NEW DELHI – As more Indians travel the world and their country’s growing economy and population gain more global attention, they are increasingly embarrassed about one of India’s dirtiest features: its cities.
It is not uncommon to see piles of putrefying garbage lying along the streets in front of fancy glass-fronted malls, luxury car showrooms or the gates of exclusive neighborhoods. Just as common is the sight of Indians walking past the smelly heaps, covering their noses with the edge of their saris or handkerchiefs and waving the flies away.
Many Indians routinely chuck empty cigarette packs, plastic wrappers or cans from their cars. Even religious sites often dump waste. Open, stinking drains in residential neighborhoods choke with household trash.
With India’s creaky municipal management system already stretched and government response to the teeming trash patchy at best, the problem will only worsen, analysts say. More than 600 million Indians will live in cities by 2030, up from a little more than 350 million today. Indians generate more than 55 million tons of solid waste every year, and that figure will increase to 240 million tons by 2047, according to the Energy and Resources Institute in New Delhi.
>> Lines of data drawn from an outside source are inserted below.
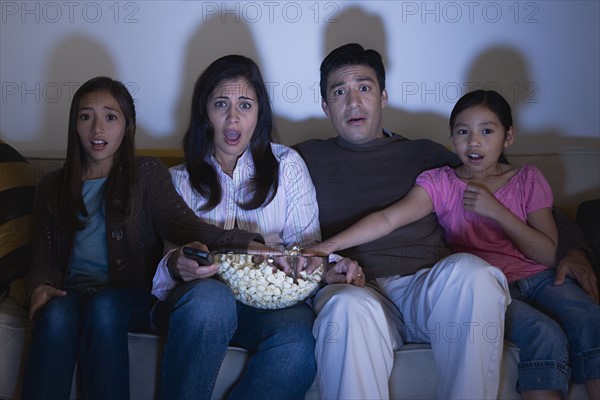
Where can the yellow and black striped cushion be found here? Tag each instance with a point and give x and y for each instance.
(17, 187)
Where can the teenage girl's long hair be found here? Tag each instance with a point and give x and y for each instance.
(66, 202)
(198, 142)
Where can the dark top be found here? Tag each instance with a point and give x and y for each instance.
(353, 181)
(135, 246)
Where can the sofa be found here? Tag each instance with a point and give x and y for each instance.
(413, 374)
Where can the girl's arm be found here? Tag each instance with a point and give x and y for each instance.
(536, 238)
(412, 207)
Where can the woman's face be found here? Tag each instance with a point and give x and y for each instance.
(101, 128)
(233, 112)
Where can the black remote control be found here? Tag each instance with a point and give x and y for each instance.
(201, 257)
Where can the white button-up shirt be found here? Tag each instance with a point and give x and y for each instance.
(292, 217)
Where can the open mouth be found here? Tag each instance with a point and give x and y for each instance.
(232, 136)
(474, 156)
(354, 120)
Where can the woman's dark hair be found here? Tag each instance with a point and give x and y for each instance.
(67, 202)
(198, 142)
(491, 100)
(351, 54)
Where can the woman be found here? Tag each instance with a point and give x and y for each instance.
(100, 225)
(235, 176)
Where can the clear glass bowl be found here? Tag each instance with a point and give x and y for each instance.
(267, 282)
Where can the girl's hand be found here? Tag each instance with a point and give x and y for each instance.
(42, 295)
(480, 201)
(345, 271)
(576, 265)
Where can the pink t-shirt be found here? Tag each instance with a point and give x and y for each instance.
(468, 232)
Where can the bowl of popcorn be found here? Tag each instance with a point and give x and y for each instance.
(269, 282)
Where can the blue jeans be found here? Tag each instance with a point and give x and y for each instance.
(201, 319)
(90, 329)
(556, 328)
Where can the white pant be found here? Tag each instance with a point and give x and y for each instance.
(458, 306)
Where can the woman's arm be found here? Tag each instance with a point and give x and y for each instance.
(412, 207)
(301, 209)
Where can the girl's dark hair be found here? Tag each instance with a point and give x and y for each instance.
(198, 142)
(489, 99)
(67, 202)
(351, 54)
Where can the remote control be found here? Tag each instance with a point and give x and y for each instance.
(201, 257)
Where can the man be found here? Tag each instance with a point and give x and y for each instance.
(411, 288)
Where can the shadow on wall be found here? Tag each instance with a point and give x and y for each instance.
(203, 48)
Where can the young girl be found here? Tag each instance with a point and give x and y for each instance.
(502, 213)
(100, 225)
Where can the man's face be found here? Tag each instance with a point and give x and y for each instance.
(354, 103)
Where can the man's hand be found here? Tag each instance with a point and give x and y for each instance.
(42, 295)
(576, 265)
(345, 271)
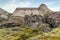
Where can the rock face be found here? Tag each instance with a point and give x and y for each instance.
(33, 20)
(53, 19)
(3, 14)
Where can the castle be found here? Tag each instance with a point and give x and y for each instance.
(28, 11)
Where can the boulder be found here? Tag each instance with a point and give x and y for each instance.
(53, 19)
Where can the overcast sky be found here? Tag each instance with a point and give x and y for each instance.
(11, 5)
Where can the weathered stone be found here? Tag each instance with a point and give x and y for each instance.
(53, 19)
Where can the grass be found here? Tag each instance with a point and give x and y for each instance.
(28, 33)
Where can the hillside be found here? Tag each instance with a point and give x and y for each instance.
(30, 24)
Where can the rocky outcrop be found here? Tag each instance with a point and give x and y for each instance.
(3, 14)
(33, 20)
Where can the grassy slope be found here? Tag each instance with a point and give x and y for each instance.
(27, 33)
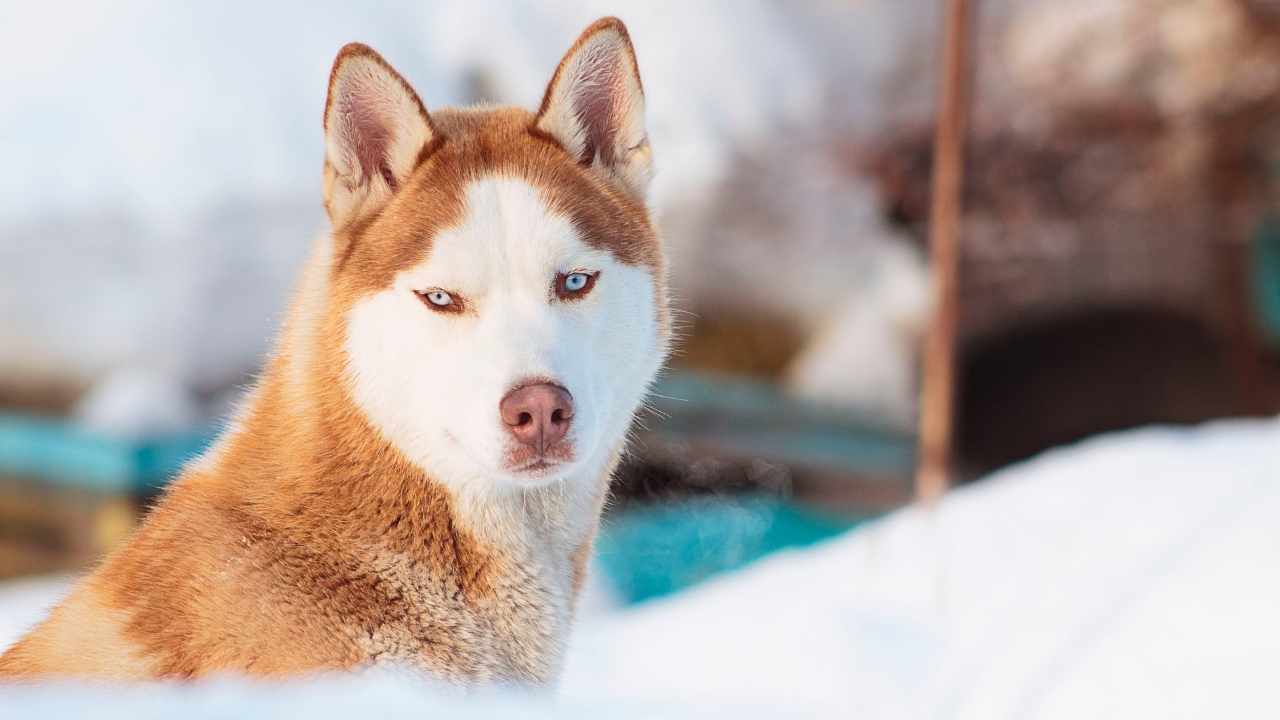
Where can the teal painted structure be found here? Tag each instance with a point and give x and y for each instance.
(654, 551)
(62, 454)
(1266, 278)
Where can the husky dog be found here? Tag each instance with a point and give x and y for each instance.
(419, 474)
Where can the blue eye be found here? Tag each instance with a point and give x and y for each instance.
(575, 286)
(440, 300)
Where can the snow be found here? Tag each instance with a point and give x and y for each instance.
(1129, 575)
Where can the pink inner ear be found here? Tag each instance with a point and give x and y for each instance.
(597, 98)
(366, 133)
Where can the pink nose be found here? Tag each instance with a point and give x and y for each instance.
(538, 414)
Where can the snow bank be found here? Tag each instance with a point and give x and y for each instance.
(1133, 575)
(1129, 575)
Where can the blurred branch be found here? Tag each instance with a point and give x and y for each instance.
(937, 401)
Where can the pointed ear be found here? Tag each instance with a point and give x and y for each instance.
(594, 106)
(374, 130)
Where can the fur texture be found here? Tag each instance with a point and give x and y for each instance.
(368, 505)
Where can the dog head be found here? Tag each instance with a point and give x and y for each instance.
(498, 281)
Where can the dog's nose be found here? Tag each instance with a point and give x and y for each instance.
(538, 414)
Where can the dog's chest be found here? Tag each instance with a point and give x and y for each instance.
(508, 627)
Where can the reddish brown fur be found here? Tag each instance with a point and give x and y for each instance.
(309, 542)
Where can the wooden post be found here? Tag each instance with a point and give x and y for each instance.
(937, 395)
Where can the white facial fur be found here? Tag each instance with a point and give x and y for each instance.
(432, 382)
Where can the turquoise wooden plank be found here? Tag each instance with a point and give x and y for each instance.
(653, 551)
(63, 454)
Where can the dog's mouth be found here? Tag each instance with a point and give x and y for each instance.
(528, 461)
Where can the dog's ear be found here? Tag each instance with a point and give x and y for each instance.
(374, 130)
(594, 106)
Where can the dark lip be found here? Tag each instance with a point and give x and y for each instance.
(540, 464)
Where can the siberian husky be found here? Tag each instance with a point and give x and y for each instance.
(419, 474)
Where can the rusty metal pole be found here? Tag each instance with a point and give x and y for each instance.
(937, 393)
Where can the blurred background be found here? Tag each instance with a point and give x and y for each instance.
(1119, 241)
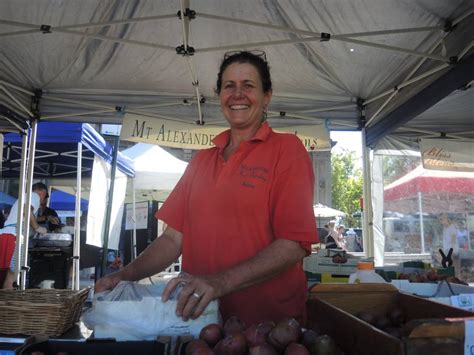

But there is a new push for change from some quarters.
Neighborhood volunteers, schools and activists in big cities are organizing like rarely before to clean up India. They are staging sporadic cleanup drives at markets, beaches and railway stations. They are telling people not to litter, asking families to separate waste from recyclables and using smartphones to photograph and report uncollected garbage to the government.
Even the ministry for tourism launched a drive to keep areas around heritage monuments clean.
The momentum is at least in part generated by Indians who believe that the grimy cities give India a negative global image and clash with its hopes of becoming a 21st-century economic power.
“There is an unspeakable amount of filth around us. We must shake up our numbness to it,” said Robinder Sachdev, who leads a campaign called Come, Clean India, which tries to link similar efforts across India under a single umbrella. “Some momentum is building up among the educated middle classes in the big cities. They are becoming aware that their global aspiration is not consistent with their tolerance of filth.”
Four years ago Jairam Ramesh, a senior government minister, shocked many when he said Indian cities were the world’s dirtiest, and “if there is a Nobel Prize for dirt and filth, India will win it, no doubt.”
Such candor on the subject is unusual in Indian politics, and the federal and local governments have done little to address the problem on a broad scale. But as Indian cities grow, the middle class is demanding better quality of urban life, cleaner streets, more playgrounds, street lights and better safety for women.
Vishnu Sinha, the general secretary of the residents association in one New Delhi neighborhood that is home to 1,800 families, said he has had “dozens of meetings” with local officials who repeatedly promised to collect the waste that piles up outside his community’s gate.
Pradeep Khandelwal, chief engineer at the government-run New Delhi Municipal Corp., said: “People don’t follow rules. Instead, they find it easier to complain, shift the blame to the government. On our Facebook page, we have given the garbage collection points and timing, but people still ignore that.”
Other cities are seeing anti-garbage activism, too.
In Mumbai, dozens of students, activists and Bollywood stars help clean up the beaches the day after an annual Hindu festival in which hundreds of thousands of devotees immerse idols, plastic bags and offerings in the sea.
In October, villagers residing near suburban landfills outside the southern city of Bangalore — once touted as India’s answer to Silicon Valley — protested their living conditions and blocked trash trucks. Heaps of uncollected garbage in the city’s streets swelled to such a magnitude that they impeded pedestrians and drivers alike.
To placate the protesters, the local government ordered residents to separate recyclables and compostable material from household waste, which would have reduced the volume at the landfills. But it has failed to enforce the order.
Some researchers are now trying to find out why Indians behave the way they do.
Since August, a group called Saaf India Foundation has conducted tracking surveys to study the behavior of trash-throwing railway passengers in India.
And some in the tourism industry say that the garbage problem is overstated — and, in fact, might be part of the adventure of traveling in India.
“Our lack of cleanliness is a problem, but that will not scare foreign tourists away,” said Subhash Goyal, president of the Tour Operators Association of India. “If tourists want to see everything clean and sanitized, they would go to Singapore. They come to India to see how 1.2 billion people live in their natural habitat. They are mentally prepared.”